Moreover, the FDA is currently reviewing Tzield for use in patients eight years and over recently diagnosed with stage 3 T1D to prevent the progression of disease.
The therapy is currently approved in Brazil, Canada, China, the European Union (EU), Kuwait, Saudi Arabia, the United Arab Emirates, and the UK.
Earlier, the FDA granted Tzield breakthrough therapy and orphan drug designations.
The PETITE-TID Phase IV trial is a single-arm, non-randomised, multi-centre study involving 23 participants. It examined Tzield’s safety and pharmacokinetics in children under eight years with stage 2 T1D.

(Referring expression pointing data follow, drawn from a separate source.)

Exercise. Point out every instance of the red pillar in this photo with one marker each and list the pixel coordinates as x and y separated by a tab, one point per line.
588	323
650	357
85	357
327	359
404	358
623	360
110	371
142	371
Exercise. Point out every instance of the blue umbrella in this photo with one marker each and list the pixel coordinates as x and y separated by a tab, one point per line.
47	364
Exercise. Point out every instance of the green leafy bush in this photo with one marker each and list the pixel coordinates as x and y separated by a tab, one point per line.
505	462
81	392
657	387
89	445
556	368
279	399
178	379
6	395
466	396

Participants received daily intravenous infusions for 14 days. The total study duration, including screening, treatment, and follow up, may last up to 26 months.
Sanofi development global head Christopher Corsico said: “The autoimmune attack driving this disease often begins early in life, and the burden that autoimmune T1D poses in this very young population and their families is significant.”
“This approval underscores the importance of targeting the immune system early in autoimmune type 1 diabetes, aiming to impact its natural progression by delaying the loss of insulin production in the pancreas,” Corsico added.